Doenças Genéticas
As doenças genéticas são reconhecidas pelas alterações no DNA, são resultados de mutações ou anormalidades no material genético. Muitas doenças genéticas são caracterizadas pela hereditariedade, mas nem todos os casos são marcados por essa característica.
O maior exemplo de doença gerada por mutações no material genético sem hereditariedade é o câncer, sem que haja transmissão do câncer propriamente para os descendentes.
Quais são os tipos de doenças genéticas?
São 3 os tipos de doenças genéticas que existem, como veremos a seguir:
Monogenéticas ou mendelianas
Esse tipo de doença genética é caracterizado pela mutação de apenas um gene.
Multifatorial ou poligênicas
Neste caso, mais de um gene sofre mutação.
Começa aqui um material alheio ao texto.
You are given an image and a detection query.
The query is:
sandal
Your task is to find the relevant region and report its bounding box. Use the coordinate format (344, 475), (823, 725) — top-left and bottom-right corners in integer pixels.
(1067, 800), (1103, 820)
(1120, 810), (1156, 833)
Outra característica é que fatores ambientais interferem.
Cromossômicas
Aqui, os cromossomos são modificados em número e também em estrutura. Se uma pessoa tiver mais ou menos que 23 pares de cromossomos, ocorre este tipo de doença genética.
Principais doenças genéticas
Anemia falciforme – É uma doença hereditária que altera o formato normal das hemácias, que ficam parecendo uma “foice”. Por isso, as hemácias não passam normalmente pelos vasos sanguíneos e os tecidos ficam comprometidos por causa da oxigenação incorreta.
Síndrome de Down – Nesta mutação genética, o par 21 apresenta um cromossomo a mais. Por isso, a pessoa com Síndrome de Down pode ter orelhas mais baixas, músculos enfraquecidos, estatura reduzida e atraso mental leve.
Diabetes – A produção de insulina fica anormal em pessoas com diabetes. Elas apresentam uma quantidade maior de glicose no sangue.
Daltonismo – Considerada uma doença genética, o problema está ligado ao cromossomo X. Pessoas daltônicas não conseguem fazer a distinção das cores corretamente, como acontece com verde e vermelho, por exemplo.
Síndrome de Turner – Doença que ocorre pela existência de somente um cromossomo sexual X, acontecendo apenas em mulheres. Assim, ocorre o cariótipo 45, X.
Distrofia muscular de Duchene – Está ligada ao cromossomo X e tem caráter recessivo. Também apresenta falta de distrofina, uma proteína que quando está em falta deixa os músculos mais fracos.
Câncer – Muitos tipos de câncer ocorrem por fatores genéticos, com mutação genética que gera o crescimento desordenado das células.
Síndrome de Patau – Chamada também de trissomia do 13, é uma doença caracterizada por um cromossomo extra no par de número 13.
Albinismo – Pessoas albinas são caracterizadas pelo aspecto autossômico recessivo, que provoca redução na quantidade de melanina, o pigmento que dá cor aos pelos, olhos e pele.
Fibrose cística– Essa doença genética faz acumular secreções no pâncreas e nos pulmões.
Hipertricose – Essa doença rara faz aumentar de forma excessiva o crescimento de pelos, sendo que o portador deste problema de saúde apresenta pelos pelo corpo inteiro.
Progeria – Essa doença genética rara atinge crianças e acelera o envelhecimento em até 7 vezes. Estima-se que o tempo máximo de vida para pacientes com esta enfermidade seja de 15 anos.